Actually, companies that hire compliance managers and full-time safety personnel generally don't go to that expense to avoid OSHA citations, but because they have a sincere concern for the safety of their employees (or have been forced to be concerned by their union.) The others are generally waging that they'll never be inspected -- a pretty good bet these days.

These "small business" bills would be much more far-reaching than they sound. Businesses with 100 or fewer employees make up 97.7 percent of all private sector establishments and the have a higher rate of fatal occupational injury than do establishments with 100 or more workers.

And is this the example of a poor small business hounded by "overzealous OSHA agents?"
Septic firm fined $4,700 in 2 deaths

Penalty levied in June Lexington County incident

By NOELLE PHILLIPS
Staff Writer

Lucas Septic Co. owes $4,700 in fines after state safety investigators ruled the company could have prevented the June deaths of two untrained workers who entered a septic tank.

The father of one of the workers called the fine “pitiful” and said his son’s death was uncalled for.
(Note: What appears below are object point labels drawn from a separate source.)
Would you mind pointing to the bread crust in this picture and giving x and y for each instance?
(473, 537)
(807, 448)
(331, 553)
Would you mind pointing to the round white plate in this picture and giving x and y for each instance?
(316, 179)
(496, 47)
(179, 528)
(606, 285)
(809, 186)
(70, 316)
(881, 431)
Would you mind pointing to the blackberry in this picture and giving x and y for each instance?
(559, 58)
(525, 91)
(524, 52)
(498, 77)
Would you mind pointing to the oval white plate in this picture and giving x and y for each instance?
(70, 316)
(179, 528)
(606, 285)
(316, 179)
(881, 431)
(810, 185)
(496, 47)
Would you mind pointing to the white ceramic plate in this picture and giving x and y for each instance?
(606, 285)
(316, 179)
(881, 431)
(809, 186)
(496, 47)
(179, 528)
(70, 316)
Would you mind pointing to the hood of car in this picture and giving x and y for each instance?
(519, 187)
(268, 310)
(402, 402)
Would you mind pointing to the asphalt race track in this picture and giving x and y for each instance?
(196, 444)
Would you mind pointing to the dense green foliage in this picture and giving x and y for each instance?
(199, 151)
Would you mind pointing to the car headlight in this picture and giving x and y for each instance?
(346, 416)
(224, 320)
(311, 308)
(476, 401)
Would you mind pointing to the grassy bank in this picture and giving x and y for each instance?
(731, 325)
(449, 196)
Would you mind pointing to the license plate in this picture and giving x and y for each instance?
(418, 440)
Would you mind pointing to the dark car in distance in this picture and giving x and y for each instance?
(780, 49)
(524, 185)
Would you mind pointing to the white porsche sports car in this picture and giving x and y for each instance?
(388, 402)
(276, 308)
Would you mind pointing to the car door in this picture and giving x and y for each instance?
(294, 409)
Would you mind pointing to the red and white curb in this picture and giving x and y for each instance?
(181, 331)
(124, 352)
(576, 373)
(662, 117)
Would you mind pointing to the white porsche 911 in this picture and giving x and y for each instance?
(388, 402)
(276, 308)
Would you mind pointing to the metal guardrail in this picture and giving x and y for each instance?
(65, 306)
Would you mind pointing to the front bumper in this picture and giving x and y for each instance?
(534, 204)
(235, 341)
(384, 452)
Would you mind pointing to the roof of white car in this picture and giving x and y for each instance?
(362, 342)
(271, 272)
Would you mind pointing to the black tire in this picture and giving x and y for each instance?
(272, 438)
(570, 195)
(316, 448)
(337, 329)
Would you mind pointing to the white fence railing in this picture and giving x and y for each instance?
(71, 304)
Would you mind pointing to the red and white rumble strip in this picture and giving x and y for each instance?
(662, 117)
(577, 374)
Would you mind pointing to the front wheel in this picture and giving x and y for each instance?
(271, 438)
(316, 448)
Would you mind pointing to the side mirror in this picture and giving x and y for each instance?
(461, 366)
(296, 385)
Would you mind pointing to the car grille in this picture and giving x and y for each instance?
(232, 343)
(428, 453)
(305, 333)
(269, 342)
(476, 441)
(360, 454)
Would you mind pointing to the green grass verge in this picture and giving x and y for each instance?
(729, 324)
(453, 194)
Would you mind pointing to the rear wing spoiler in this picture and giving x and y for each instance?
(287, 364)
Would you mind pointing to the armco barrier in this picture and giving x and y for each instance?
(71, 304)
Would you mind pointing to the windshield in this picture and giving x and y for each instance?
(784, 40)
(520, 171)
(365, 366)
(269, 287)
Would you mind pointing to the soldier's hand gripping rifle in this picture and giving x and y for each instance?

The June 29 accident killed Lucas employees Duane Howell, 29,and Verno Huggins, 58. Howell died in the tank after inhaling methane gas fumes. Huggins suffered a heart attack while trying to rescue Howell and died a week later at Lexington Medical Center.
This is a company that was in blatant non-compliance with OSHA's Confined Space standard. Lucas didn't train its employees to test air quality, didn't have a written training program, didn't have a permit system for confined space entry and from the description in the article, violated just about every paragraph of the confined space standard, a standard they certainly should have been familiar with considering that they do "septic" work, or at least that's what their name says. In my book, that means several willful citations, which means fines up to $70,000 each and the possibility of a criminal prosecution. Whoever decided on the $4,700 penalty ought to resign in shame.

But Charlie Norwood, whose state of Georgia, by the way, saw a 16% increase in occupational fatalities from 2003-2004, would like to give them longer than 15 days to file an appeal if they lose the paperwork, and for OSHA to refund their attorney's expenses in case some ignorant judge throws the case out over some technicality.

Norwood says that "OSHA enforcement overreaches certainly are ...deadly for small businesses." In reality, Norwood's bills will be deadly for small business employees.